Thanks to the Governor, the Budget Gets Even More RegressiveMost of the suspense about this week’s probable House and Senate votes on a final budget bill has focused on the likelihood that the lottery will be included in the budget.Lost in the lottery fever have been two important aspects of what appears to be the final budget deal: Gov. Easley’s demand that transfers and savings in the House budget be replaced by keeping reimbursements to local governments and giving them the impossible-to-resist option of raising the local sales tax; and the dramatically regressive nature of Easley’s demands.
The House passed a budget that took $80 million of tobacco settlement money headed to the Golden Leaf Foundation and $100 million from so far unspent Hurricane Floyd relief funds to pay for state programs. The House also saved $70 million from funding state payroll at 98 percent and counted on saving $31 million from an early retirement program.

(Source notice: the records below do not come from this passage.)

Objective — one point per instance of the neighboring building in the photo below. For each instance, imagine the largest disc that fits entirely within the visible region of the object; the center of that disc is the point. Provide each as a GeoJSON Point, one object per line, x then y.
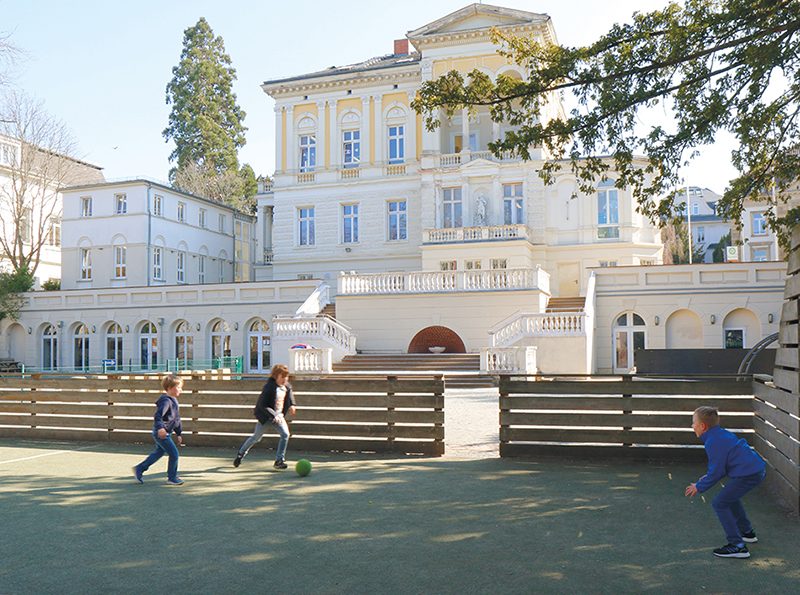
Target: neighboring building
{"type": "Point", "coordinates": [142, 233]}
{"type": "Point", "coordinates": [35, 205]}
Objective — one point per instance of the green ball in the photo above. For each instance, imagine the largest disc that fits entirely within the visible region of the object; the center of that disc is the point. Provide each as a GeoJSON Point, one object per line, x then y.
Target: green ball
{"type": "Point", "coordinates": [303, 467]}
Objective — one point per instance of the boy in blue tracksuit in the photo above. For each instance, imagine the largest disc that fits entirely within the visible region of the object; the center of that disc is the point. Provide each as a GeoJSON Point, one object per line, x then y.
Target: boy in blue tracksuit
{"type": "Point", "coordinates": [732, 457]}
{"type": "Point", "coordinates": [166, 420]}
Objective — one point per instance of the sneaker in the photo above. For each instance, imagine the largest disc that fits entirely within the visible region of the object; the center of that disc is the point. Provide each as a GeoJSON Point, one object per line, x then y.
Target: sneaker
{"type": "Point", "coordinates": [749, 537]}
{"type": "Point", "coordinates": [732, 551]}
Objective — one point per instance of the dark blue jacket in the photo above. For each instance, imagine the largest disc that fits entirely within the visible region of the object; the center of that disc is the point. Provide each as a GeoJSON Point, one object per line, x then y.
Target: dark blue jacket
{"type": "Point", "coordinates": [727, 456]}
{"type": "Point", "coordinates": [167, 415]}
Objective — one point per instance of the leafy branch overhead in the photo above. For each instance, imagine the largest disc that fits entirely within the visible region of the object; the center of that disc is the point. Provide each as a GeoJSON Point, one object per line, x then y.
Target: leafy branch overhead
{"type": "Point", "coordinates": [712, 65]}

Easley apparently convinced House and Senate budget leaders to reject all those revenue sources and to rely instead on the sales tax, proceeds from the lottery and other budget shifting.
The net effect of Easley’s influence is a far more regressive final budget than the original House plan. The North Carolina Budget and Tax Center found that under the new plan the poorest fifth of North Carolina taxpayers would pay 17 times more as a share of their income than the richest one percent of taxpayers.